I can see it as an operator acting on measures $(\mu K)(A)= \int K(x,A) d\mu(x)$ and as an operator acting on functions $Kf(x) = \int dK(x,y) f(y)$.
Now, given a reference measure $\nu$, I want to study the dual operator $K^\star_\nu$. Consider $K$ as a mapping form $L^p(\nu K)$ to $L^p(\nu)$, then $K^\star_\nu$ is a mapping from $(L^p(\nu))^\star$ to $(L^p(\nu K))^\star$ i.e., $L^q(\nu)$ to $L^q(\nu K)$ with $q=p/(p-1)$.
By definition I should have that $(K^\star_\nu f)(h) = f(Kh)$ where $h\in L^p(\nu K)$.
Now I should show that $(\nu K)(gK^\star_\nu(f))= \nu(K(g)f)$ but I am not sure how to derive this.
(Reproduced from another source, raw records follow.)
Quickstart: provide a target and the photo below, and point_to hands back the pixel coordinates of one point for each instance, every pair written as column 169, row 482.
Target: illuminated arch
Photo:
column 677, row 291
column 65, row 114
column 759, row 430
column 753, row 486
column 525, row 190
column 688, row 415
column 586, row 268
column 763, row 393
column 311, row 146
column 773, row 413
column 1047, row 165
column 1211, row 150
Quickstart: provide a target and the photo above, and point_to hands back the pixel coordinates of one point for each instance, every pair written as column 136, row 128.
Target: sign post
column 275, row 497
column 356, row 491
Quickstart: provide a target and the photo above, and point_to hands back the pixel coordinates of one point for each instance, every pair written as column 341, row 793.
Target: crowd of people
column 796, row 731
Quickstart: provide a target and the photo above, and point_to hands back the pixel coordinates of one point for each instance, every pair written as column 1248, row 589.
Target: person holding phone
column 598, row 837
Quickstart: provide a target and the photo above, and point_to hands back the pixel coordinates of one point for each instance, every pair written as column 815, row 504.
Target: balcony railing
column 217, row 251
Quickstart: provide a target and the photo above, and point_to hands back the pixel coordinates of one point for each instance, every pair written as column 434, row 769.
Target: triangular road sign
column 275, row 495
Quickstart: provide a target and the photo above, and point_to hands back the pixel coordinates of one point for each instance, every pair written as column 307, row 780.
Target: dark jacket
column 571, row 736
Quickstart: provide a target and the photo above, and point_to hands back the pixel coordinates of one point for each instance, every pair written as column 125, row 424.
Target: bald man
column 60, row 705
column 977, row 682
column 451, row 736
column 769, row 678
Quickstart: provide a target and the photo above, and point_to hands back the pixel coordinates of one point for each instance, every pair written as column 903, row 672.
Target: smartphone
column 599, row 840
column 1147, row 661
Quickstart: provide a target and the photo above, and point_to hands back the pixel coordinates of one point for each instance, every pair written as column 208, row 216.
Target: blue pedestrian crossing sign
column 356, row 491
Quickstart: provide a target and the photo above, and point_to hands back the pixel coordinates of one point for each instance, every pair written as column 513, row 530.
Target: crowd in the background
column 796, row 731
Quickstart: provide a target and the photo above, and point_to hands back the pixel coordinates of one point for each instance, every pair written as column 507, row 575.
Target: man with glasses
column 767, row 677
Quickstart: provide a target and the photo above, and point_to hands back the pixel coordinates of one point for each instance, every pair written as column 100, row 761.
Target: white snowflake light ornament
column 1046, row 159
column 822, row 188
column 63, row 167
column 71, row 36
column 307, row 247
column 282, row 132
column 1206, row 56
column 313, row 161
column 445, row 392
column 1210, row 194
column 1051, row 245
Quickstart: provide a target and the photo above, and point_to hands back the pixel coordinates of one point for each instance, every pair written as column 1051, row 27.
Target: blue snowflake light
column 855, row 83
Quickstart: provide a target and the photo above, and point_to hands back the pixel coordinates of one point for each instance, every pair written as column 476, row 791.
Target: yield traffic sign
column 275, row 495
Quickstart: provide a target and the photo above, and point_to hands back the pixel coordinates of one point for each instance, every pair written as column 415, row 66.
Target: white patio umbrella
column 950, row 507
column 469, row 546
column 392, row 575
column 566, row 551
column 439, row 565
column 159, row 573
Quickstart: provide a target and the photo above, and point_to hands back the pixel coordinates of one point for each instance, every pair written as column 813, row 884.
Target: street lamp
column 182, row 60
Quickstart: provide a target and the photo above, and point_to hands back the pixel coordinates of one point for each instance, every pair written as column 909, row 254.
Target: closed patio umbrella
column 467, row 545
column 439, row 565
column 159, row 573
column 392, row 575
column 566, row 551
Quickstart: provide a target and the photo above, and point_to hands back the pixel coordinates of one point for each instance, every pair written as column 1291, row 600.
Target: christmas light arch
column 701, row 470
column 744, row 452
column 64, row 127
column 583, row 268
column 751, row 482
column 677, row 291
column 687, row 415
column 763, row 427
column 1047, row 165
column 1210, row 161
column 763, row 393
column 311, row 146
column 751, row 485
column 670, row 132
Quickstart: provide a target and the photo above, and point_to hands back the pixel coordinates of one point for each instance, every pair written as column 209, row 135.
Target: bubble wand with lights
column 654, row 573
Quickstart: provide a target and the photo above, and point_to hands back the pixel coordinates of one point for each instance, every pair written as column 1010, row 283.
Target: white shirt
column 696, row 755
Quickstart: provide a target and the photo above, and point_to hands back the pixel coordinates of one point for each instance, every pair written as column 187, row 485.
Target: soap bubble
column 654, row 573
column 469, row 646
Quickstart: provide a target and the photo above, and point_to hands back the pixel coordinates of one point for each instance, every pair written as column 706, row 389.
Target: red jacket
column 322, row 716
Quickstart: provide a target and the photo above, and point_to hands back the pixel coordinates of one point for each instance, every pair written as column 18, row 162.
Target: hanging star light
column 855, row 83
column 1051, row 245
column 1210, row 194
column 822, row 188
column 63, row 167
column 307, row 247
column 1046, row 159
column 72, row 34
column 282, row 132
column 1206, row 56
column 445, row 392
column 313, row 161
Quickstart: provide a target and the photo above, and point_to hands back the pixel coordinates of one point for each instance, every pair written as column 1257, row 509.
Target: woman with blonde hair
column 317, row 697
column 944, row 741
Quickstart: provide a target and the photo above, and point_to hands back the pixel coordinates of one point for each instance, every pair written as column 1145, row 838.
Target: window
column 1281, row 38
Passing to integrals: $$ (\nu K)(gK^\star_\nu(f)) = \int d\nu K(y) g(y) (K^\star_\nu f)(y) = \int d\nu K(y) g(y) f(K?(y)) $$
my question is, what does "?" represent there?
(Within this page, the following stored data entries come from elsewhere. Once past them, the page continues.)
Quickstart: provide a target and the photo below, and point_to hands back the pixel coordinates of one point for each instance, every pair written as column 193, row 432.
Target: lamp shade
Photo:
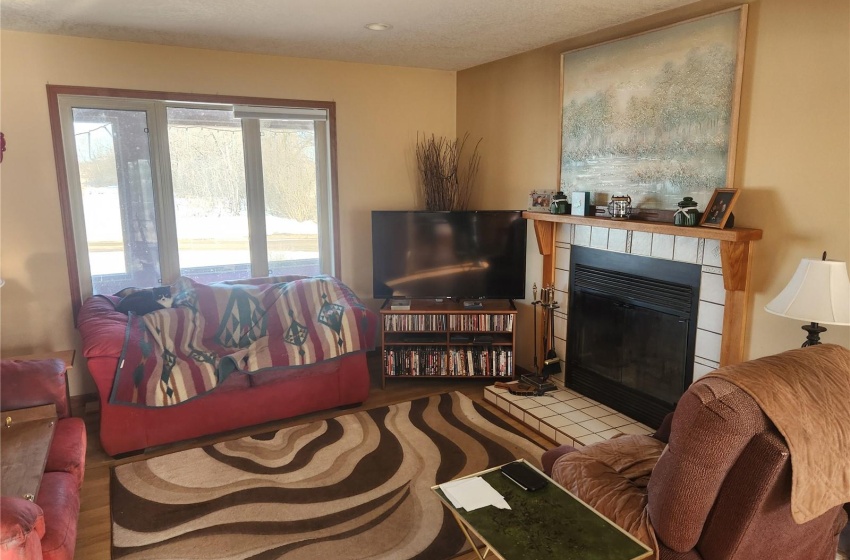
column 819, row 292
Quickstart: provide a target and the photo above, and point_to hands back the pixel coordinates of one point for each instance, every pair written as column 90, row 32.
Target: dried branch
column 445, row 184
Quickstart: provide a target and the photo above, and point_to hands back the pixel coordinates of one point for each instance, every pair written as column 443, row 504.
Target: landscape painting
column 654, row 116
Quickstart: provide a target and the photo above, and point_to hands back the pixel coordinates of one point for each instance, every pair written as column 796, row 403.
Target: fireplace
column 631, row 331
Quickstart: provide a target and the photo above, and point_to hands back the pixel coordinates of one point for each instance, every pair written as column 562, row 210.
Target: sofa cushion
column 31, row 383
column 273, row 375
column 102, row 327
column 59, row 498
column 21, row 528
column 68, row 450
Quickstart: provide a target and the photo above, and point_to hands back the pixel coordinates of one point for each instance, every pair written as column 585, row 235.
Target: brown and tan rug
column 355, row 486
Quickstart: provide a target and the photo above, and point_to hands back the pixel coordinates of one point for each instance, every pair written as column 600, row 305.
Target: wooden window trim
column 53, row 93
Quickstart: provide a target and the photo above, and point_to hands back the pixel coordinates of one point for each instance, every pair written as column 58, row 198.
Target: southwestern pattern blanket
column 178, row 353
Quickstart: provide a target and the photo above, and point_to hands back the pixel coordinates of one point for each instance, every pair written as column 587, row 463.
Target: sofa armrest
column 21, row 528
column 611, row 476
column 33, row 383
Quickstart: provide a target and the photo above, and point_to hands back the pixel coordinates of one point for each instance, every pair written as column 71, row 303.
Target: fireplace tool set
column 539, row 382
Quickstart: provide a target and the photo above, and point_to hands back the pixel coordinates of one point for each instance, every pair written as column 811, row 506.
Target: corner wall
column 793, row 160
column 380, row 109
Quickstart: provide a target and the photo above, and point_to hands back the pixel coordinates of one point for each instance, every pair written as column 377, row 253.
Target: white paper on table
column 473, row 493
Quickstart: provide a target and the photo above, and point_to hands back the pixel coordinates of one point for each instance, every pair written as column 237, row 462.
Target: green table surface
column 545, row 524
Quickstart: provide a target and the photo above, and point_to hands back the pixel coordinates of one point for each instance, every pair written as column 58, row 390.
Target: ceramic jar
column 559, row 203
column 620, row 207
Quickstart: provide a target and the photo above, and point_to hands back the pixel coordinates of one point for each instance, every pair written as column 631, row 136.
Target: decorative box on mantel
column 724, row 254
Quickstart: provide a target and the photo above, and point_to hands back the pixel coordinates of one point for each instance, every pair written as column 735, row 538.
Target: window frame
column 327, row 198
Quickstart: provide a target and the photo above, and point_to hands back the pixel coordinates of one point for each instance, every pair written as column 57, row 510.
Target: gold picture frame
column 719, row 208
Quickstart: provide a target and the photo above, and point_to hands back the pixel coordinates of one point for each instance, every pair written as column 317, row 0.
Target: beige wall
column 793, row 161
column 794, row 141
column 379, row 111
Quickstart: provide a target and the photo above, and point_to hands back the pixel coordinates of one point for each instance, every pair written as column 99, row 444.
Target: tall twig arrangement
column 446, row 182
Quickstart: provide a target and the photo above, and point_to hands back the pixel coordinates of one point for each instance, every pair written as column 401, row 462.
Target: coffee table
column 547, row 523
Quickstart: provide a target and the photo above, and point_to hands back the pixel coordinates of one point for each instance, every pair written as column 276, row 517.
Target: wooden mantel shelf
column 731, row 234
column 736, row 255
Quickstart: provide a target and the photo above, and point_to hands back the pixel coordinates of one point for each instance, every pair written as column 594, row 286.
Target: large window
column 155, row 186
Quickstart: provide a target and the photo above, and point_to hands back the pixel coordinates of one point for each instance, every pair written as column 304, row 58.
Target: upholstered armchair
column 721, row 487
column 46, row 527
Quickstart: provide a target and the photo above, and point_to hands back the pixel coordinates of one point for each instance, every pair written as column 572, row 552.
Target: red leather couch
column 242, row 400
column 47, row 527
I do know that $K_\nu^\star f\in L^q(\nu K)\approx (L^p(\nu K))^\star$ so the first piece makes sense formally if I see it as an operator acting on $L^q(\cdot)$ however, when I use the definition of dual operator, then $(K_\nu^\star f)(y)=f(K?y)$ and I don't know how to fill the question mark and how to bridge the duality between the operators and the duality between the spaces as $K$ should act on $L^p(\nu K)$ and not on the field.